Alright, let’s start with some warm-up news ヽ(✿゜▽゜)ノ:

Qualcomm: Due to dissatisfaction with Samsung’s process performance, the Snapdragon 895+ may adopt TSMC’s 4nm process, launching at the end of 2022;
Imagenation: Collaborating with Realtek Semiconductor, which has obtained authorization for the IMG B series BXE-4-32 graphics processor, to integrate it into its latest SoC for the digital TV market;
China Mobile’s OneChip: A wholly-owned subsidiary of China Mobile, China Mobile IoT’s Xincheng Technology Co., Ltd. has officially started operations, entering the IoT chip field and planning to list on the Sci-Tech Innovation Board;
Oppo: The first product of its “chip-making” initiative may be a 6nm chip crafted by TSMC, possibly a simplified SoC or image signal processor ISP chip, with some IP technology potentially collaborating with Aojie Technology ASR. Currently, OPPO’s chip team has 1,000 people, mainly engineers from Unisoc, Huawei HiSilicon, and MediaTek, led by former MediaTek COO Zhu Shangzu.

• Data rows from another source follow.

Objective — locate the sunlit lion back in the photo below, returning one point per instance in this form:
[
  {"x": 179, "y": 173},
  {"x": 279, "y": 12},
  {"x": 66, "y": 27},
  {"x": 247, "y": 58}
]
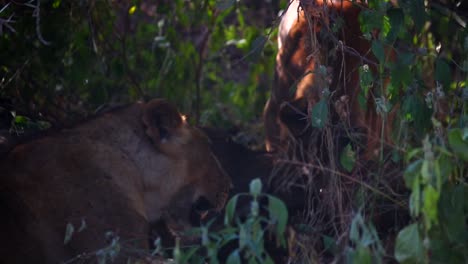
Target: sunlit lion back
[{"x": 321, "y": 47}]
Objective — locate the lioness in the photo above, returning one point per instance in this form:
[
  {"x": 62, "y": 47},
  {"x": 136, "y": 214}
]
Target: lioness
[
  {"x": 321, "y": 47},
  {"x": 118, "y": 172}
]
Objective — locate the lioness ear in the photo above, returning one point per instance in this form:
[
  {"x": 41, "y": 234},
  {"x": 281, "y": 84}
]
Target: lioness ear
[{"x": 162, "y": 120}]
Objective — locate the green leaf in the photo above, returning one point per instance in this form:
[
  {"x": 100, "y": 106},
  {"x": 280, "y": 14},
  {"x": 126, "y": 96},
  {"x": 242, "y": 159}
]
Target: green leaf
[
  {"x": 418, "y": 13},
  {"x": 257, "y": 47},
  {"x": 255, "y": 187},
  {"x": 222, "y": 5},
  {"x": 348, "y": 158},
  {"x": 431, "y": 198},
  {"x": 230, "y": 209},
  {"x": 362, "y": 255},
  {"x": 234, "y": 258},
  {"x": 409, "y": 246},
  {"x": 320, "y": 114},
  {"x": 396, "y": 17},
  {"x": 412, "y": 171},
  {"x": 69, "y": 230},
  {"x": 329, "y": 244},
  {"x": 378, "y": 50},
  {"x": 458, "y": 145},
  {"x": 442, "y": 72}
]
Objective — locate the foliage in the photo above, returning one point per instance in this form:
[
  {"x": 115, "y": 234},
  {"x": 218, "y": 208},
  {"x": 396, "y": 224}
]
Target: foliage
[
  {"x": 436, "y": 173},
  {"x": 248, "y": 231},
  {"x": 61, "y": 60}
]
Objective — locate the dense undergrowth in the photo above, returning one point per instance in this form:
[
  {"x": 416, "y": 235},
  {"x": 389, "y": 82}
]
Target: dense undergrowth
[{"x": 62, "y": 61}]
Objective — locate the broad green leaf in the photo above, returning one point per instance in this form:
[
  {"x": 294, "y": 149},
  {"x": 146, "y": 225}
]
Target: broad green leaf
[
  {"x": 257, "y": 47},
  {"x": 230, "y": 209},
  {"x": 222, "y": 5},
  {"x": 378, "y": 50},
  {"x": 415, "y": 198},
  {"x": 431, "y": 198},
  {"x": 442, "y": 72},
  {"x": 320, "y": 114},
  {"x": 409, "y": 246},
  {"x": 418, "y": 13},
  {"x": 396, "y": 17},
  {"x": 362, "y": 255},
  {"x": 412, "y": 171},
  {"x": 452, "y": 214},
  {"x": 348, "y": 158},
  {"x": 458, "y": 145}
]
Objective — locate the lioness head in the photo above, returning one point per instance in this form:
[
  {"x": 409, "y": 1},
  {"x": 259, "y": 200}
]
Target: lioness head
[{"x": 190, "y": 150}]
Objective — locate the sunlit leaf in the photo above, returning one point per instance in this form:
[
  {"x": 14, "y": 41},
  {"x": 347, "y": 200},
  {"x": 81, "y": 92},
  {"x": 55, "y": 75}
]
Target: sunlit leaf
[{"x": 409, "y": 246}]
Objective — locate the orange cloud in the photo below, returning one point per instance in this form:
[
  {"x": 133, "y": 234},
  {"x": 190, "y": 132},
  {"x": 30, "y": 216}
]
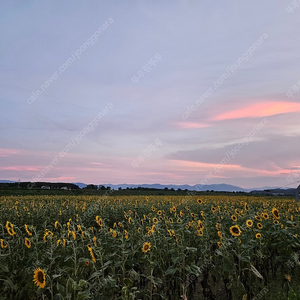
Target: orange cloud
[{"x": 260, "y": 110}]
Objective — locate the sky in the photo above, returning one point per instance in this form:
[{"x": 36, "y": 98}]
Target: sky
[{"x": 170, "y": 92}]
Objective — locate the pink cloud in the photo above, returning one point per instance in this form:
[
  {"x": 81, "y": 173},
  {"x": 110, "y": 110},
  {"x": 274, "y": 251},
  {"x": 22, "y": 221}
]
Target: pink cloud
[
  {"x": 21, "y": 168},
  {"x": 4, "y": 152},
  {"x": 191, "y": 125},
  {"x": 260, "y": 110}
]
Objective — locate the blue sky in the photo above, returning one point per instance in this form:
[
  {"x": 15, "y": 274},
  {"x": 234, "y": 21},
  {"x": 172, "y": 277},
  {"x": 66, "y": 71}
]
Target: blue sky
[{"x": 187, "y": 47}]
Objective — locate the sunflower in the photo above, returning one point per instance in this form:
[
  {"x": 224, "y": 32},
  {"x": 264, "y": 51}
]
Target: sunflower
[
  {"x": 99, "y": 221},
  {"x": 95, "y": 241},
  {"x": 275, "y": 213},
  {"x": 288, "y": 277},
  {"x": 265, "y": 216},
  {"x": 235, "y": 230},
  {"x": 234, "y": 218},
  {"x": 27, "y": 230},
  {"x": 258, "y": 235},
  {"x": 199, "y": 232},
  {"x": 249, "y": 223},
  {"x": 39, "y": 278},
  {"x": 2, "y": 244},
  {"x": 146, "y": 247},
  {"x": 27, "y": 243}
]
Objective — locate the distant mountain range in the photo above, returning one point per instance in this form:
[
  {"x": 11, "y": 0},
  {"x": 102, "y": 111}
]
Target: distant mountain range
[{"x": 223, "y": 187}]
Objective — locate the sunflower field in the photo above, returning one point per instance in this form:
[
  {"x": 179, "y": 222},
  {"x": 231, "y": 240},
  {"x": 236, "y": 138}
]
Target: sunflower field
[{"x": 157, "y": 247}]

Their goal is to build a team of 3,000 engineers;
nVIDIA: To facilitate the acquisition of Arm, NVIDIA has opened the UK’s fastest supercomputer, Cambridge-1, to UK academic and medical enterprises, and has stated it will use Arm IP to design chips and establish a supercomputing center in the UK;
CINNO Research: The “China Mobile Communication Industry Data Observation Report” indicates that in May, the shipment volume of mobile phone chips showed that HiSilicon has fallen, while Unisoc has surged 63 times with a monthly shipment of 800,000 chips, ranking in the top five, a year-on-year increase of 6346.2%.MediaTek is the biggest winner;
Unisoc: After applying for bankruptcy reorganization, its core asset Unisoc (000938.SZ) has been reported to have new developments. Insiders revealed that Alibaba and several government-supported enterprises are considering acquiring equity in the cloud computing infrastructure company Unisoc, with bids potentially reaching 50 billion RMB. Note: Unisoc is one of the shareholders of Unisoc, holding a 35.23% stake.Unisoc operates independently as a corporate entity, and since establishing a new management team in early 2019, there has been no overlap in management teams or business with Unisoc, and Unisoc does not directly participate in Unisoc’s business operations or decision-making. Currently, we have not found any announcements that would directly impact Unisoc’s current production and business activities;
Cambricon: Designing a 200 TOPS 7nm intelligent driving chip, featuring an independent safety island and meeting automotive-grade standards, positioned as a “high-level autonomous driving chip”;
Rockchip: launched TB-RK3568X (Cortex-A55x4, Mali-G52, self-developed NPU@1TOPS), TB-RV1126D development board, targeting smart vision, cloud terminals, network video recorders (NVR&XVR), IoT gateways, industrial control, network-attached storage (NAS), KTV karaoke machines, and other industry applications;
DeepGlint: IPO on the Sci-Tech Innovation Board has been accepted by the Shanghai Stock Exchange, aiming to raise 1 billion RMB. Compared to the “AI four little dragons”, DeepGlint is no longer in the first tier, 2B revenue is rising but cash flow is difficult, making government business hard to do.AI companies without a main profit source are not strong enough to break established industry rules to some extent;
CloudWalk Technology: Announced a joint effort with Huawei Ascend A to build an enterprise A central management platform.Focusing on hardware built around Ascend chips, CANN heterogeneous computing architecture, and MindSpore AI computing framework to achieve efficient automation and enhanced experience in business processes.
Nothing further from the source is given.